Case Studies and Applications

Healthcare Analytics

Divide and conquer strategies have been used to process large-scale genomic data on cloud platforms, dramatically reducing analysis times.

Social Media Data Mining

Parallel divide and conquer techniques in Spark have enabled real-time sentiment analysis and trend detection on massive Twitter and Facebook datasets.

 Financial Fraud Detection

By distributing transaction data across cloud clusters, anomalies can be detected faster and with greater accuracy using parallelized machine learning models.

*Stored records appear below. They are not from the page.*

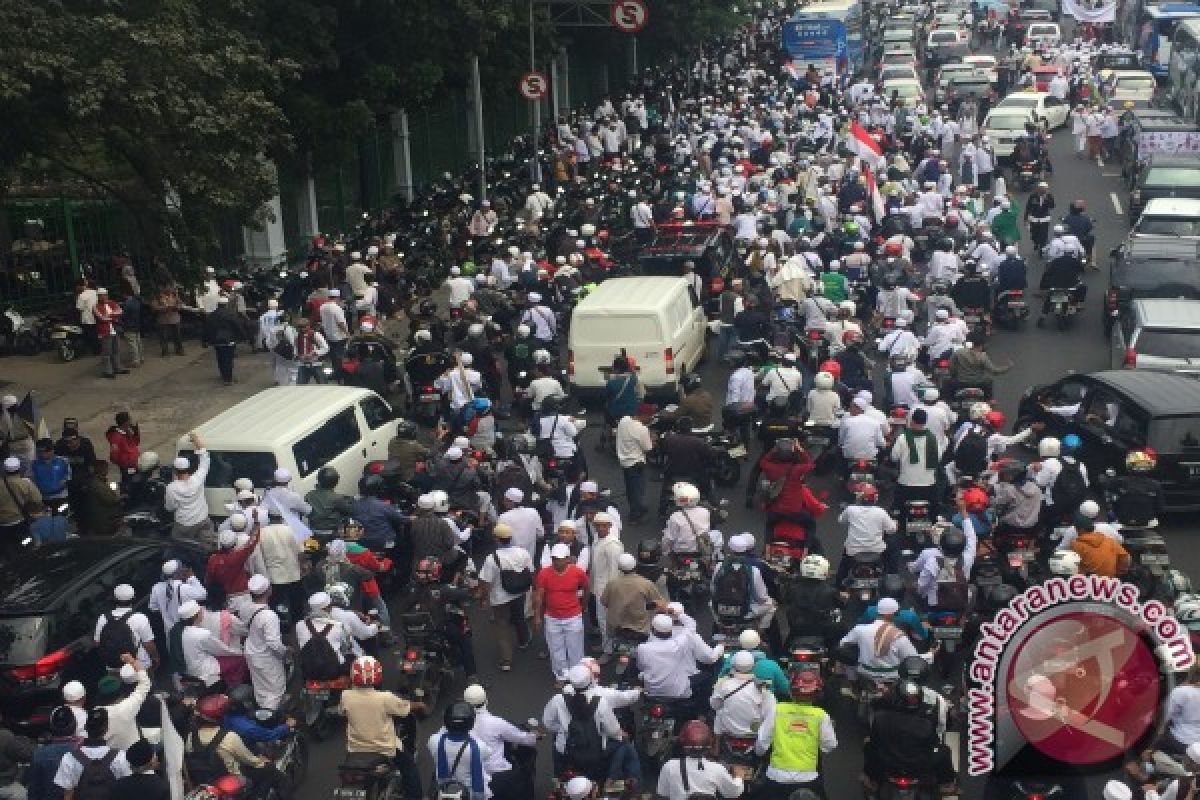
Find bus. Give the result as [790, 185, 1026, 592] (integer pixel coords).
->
[1168, 19, 1200, 124]
[784, 0, 863, 78]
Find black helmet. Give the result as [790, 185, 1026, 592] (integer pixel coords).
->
[896, 656, 932, 686]
[637, 539, 662, 564]
[317, 467, 342, 489]
[937, 528, 967, 557]
[880, 572, 907, 602]
[442, 703, 475, 734]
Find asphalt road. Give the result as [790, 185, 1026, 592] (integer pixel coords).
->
[300, 71, 1185, 800]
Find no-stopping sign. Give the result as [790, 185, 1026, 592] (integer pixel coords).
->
[612, 0, 650, 34]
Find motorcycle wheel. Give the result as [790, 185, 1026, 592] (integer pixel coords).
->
[713, 456, 742, 487]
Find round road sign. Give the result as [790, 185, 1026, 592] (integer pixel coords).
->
[517, 72, 550, 100]
[612, 0, 650, 34]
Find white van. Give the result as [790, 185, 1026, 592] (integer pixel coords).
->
[178, 385, 396, 517]
[566, 277, 707, 395]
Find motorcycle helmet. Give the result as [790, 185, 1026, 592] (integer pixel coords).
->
[1126, 449, 1158, 473]
[800, 553, 829, 581]
[671, 482, 700, 509]
[937, 528, 967, 558]
[1048, 551, 1081, 578]
[317, 467, 342, 489]
[442, 702, 475, 735]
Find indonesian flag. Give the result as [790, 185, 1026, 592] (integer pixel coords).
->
[846, 120, 887, 169]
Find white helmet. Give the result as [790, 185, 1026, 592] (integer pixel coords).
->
[1049, 551, 1082, 577]
[1038, 437, 1062, 458]
[671, 482, 700, 509]
[800, 553, 829, 581]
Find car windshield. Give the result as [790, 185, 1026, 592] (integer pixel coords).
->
[1138, 213, 1200, 236]
[1142, 164, 1200, 188]
[1146, 416, 1200, 453]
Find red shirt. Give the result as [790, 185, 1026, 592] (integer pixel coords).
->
[534, 564, 588, 619]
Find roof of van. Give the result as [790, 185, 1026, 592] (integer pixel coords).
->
[186, 385, 374, 447]
[575, 277, 684, 312]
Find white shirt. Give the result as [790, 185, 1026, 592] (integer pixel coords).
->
[162, 447, 210, 527]
[838, 504, 898, 555]
[92, 606, 154, 671]
[655, 756, 745, 800]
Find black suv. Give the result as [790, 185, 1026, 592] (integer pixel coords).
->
[1016, 369, 1200, 511]
[0, 537, 205, 732]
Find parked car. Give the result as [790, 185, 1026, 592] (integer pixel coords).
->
[1109, 297, 1200, 375]
[1129, 154, 1200, 214]
[1016, 369, 1200, 511]
[0, 536, 206, 733]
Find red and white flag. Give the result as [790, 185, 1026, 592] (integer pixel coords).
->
[846, 121, 887, 169]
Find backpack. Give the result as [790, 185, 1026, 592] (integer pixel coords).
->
[954, 426, 988, 475]
[937, 555, 967, 612]
[564, 694, 608, 778]
[1050, 461, 1087, 509]
[300, 619, 344, 680]
[96, 610, 138, 669]
[492, 553, 533, 595]
[713, 559, 750, 619]
[71, 747, 120, 800]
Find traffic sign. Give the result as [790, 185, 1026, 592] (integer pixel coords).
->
[517, 72, 550, 100]
[612, 0, 650, 34]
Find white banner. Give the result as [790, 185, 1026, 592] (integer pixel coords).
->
[1062, 0, 1117, 24]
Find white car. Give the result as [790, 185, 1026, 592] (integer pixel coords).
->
[996, 91, 1070, 131]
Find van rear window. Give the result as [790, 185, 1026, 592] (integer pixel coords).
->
[571, 314, 662, 344]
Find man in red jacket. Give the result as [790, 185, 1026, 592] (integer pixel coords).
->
[104, 411, 142, 492]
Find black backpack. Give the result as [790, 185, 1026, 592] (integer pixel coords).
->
[954, 426, 988, 475]
[1051, 461, 1087, 510]
[564, 694, 608, 780]
[96, 610, 138, 669]
[300, 619, 344, 680]
[71, 747, 120, 800]
[713, 559, 750, 619]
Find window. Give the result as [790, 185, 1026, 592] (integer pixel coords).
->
[359, 397, 391, 431]
[292, 408, 360, 477]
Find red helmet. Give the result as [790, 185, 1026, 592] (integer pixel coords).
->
[817, 359, 841, 380]
[196, 694, 229, 724]
[679, 720, 713, 753]
[962, 487, 988, 513]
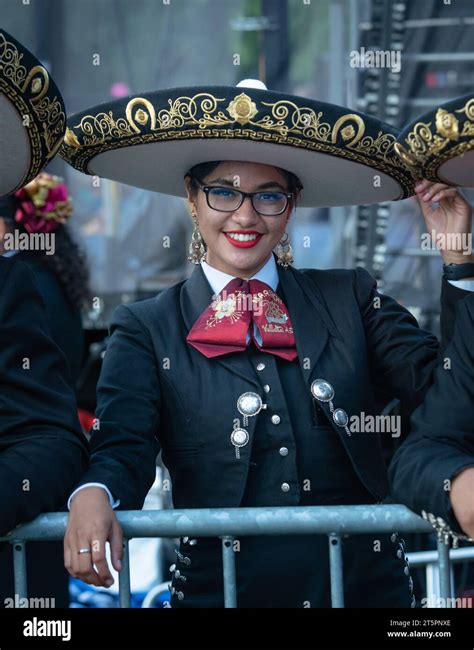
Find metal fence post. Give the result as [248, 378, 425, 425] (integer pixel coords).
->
[119, 538, 131, 607]
[437, 536, 452, 607]
[328, 534, 344, 608]
[13, 541, 28, 599]
[221, 536, 237, 608]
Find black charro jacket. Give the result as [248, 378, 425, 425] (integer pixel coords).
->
[76, 251, 467, 509]
[389, 294, 474, 536]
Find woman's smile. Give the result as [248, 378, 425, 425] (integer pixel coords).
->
[223, 230, 263, 248]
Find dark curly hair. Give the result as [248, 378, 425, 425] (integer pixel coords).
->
[0, 196, 91, 311]
[33, 226, 92, 311]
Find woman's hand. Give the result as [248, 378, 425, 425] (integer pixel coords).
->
[449, 467, 474, 539]
[415, 180, 474, 264]
[64, 487, 123, 587]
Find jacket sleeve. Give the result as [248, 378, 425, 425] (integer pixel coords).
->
[389, 296, 474, 532]
[354, 267, 439, 414]
[71, 305, 160, 510]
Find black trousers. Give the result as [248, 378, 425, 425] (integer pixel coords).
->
[171, 533, 412, 609]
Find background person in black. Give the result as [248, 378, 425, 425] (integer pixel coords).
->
[0, 172, 89, 607]
[0, 256, 88, 536]
[0, 172, 90, 385]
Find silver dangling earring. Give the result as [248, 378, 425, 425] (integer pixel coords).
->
[187, 211, 207, 264]
[275, 232, 294, 269]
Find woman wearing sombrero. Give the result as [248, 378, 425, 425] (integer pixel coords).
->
[61, 80, 470, 607]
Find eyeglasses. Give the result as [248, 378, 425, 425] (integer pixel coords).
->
[196, 181, 293, 217]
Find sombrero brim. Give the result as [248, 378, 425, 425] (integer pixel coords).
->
[395, 93, 474, 187]
[59, 86, 414, 207]
[0, 29, 66, 196]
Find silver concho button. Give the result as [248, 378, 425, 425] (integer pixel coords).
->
[237, 392, 263, 416]
[311, 379, 334, 402]
[332, 409, 349, 427]
[230, 429, 250, 459]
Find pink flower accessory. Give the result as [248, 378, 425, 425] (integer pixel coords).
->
[14, 172, 72, 233]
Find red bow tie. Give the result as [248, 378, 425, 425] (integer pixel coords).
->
[186, 278, 298, 361]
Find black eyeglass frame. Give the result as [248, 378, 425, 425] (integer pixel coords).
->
[195, 179, 294, 217]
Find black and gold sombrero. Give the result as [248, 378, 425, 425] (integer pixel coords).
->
[395, 93, 474, 187]
[0, 29, 66, 196]
[60, 79, 413, 207]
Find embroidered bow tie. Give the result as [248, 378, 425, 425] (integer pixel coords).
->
[186, 278, 298, 361]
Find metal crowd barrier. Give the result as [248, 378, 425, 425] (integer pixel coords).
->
[0, 505, 474, 608]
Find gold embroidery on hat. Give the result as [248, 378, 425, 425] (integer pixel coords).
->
[60, 93, 413, 192]
[227, 93, 258, 124]
[0, 34, 66, 187]
[395, 97, 474, 181]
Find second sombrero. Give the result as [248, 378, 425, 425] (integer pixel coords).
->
[59, 80, 414, 207]
[0, 29, 66, 196]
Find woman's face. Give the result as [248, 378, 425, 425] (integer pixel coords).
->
[185, 161, 293, 279]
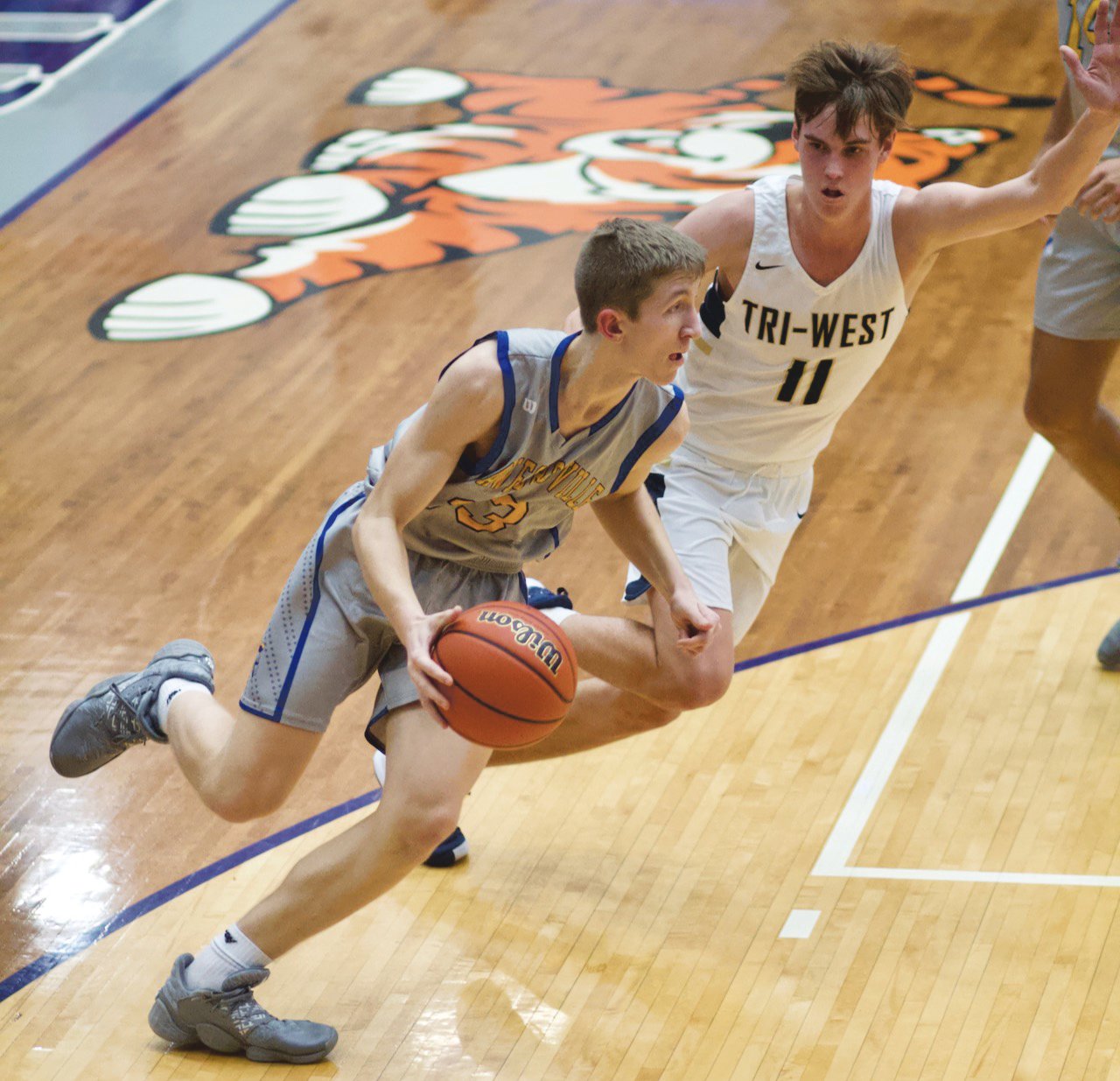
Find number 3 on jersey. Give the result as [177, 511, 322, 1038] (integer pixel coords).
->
[777, 357, 833, 405]
[451, 492, 528, 533]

Challenges and Limitations

Despite the advantages, several challenges persist:
– Data partitioning complexities can lead to uneven workloads.
– Network latency and inter-node communication overhead can reduce efficiency.
– Security and privacy concerns in cloud environments require advanced data governance.

 Future Directions

Emerging trends suggest further optimizations:
– Edge-cloud hybrid models: For latency-sensitive Big Data applications.
– AI-optimized task scheduling: To better balance parallel tasks.
– Quantum-enhanced divide and conquer: A potential paradigm shift with quantum computing on the horizon.

 Conclusion

Cloud-based parallel divide and conquer techniques represent a powerful approach to Big Data handling. By effectively breaking down complex data problems and leveraging the scalability of the cloud, organizations can unlock faster insights, better performance, and significant cost savings. Continuous innovation in frameworks and architectures will further cement this method as a cornerstone of future data-driven solutions.

Acknowledgements

The authors would like to express their sincere gratitude to the researchers and practitioners whose previous work has laid the foundation for this review. The contributions of the authors cited in this article—from foundational theories in divide and conquer strategies to cutting-edge developments in cloud-based parallel data processing—have been instrumental in shaping our understanding of this rapidly evolving field.

We particularly thank the developers and communities behind open-source frameworks such as Apache Hadoop, Spark, Dask, and Ray for making scalable Big Data processing more accessible and innovative. Their extensive documentation and academic publications have served as key references in this review.

We also acknowledge the support of the academic and research institutions that have enabled access to relevant databases and tools for literature review and analysis. Their infrastructure and collaborative environments have greatly facilitated the creation of this work.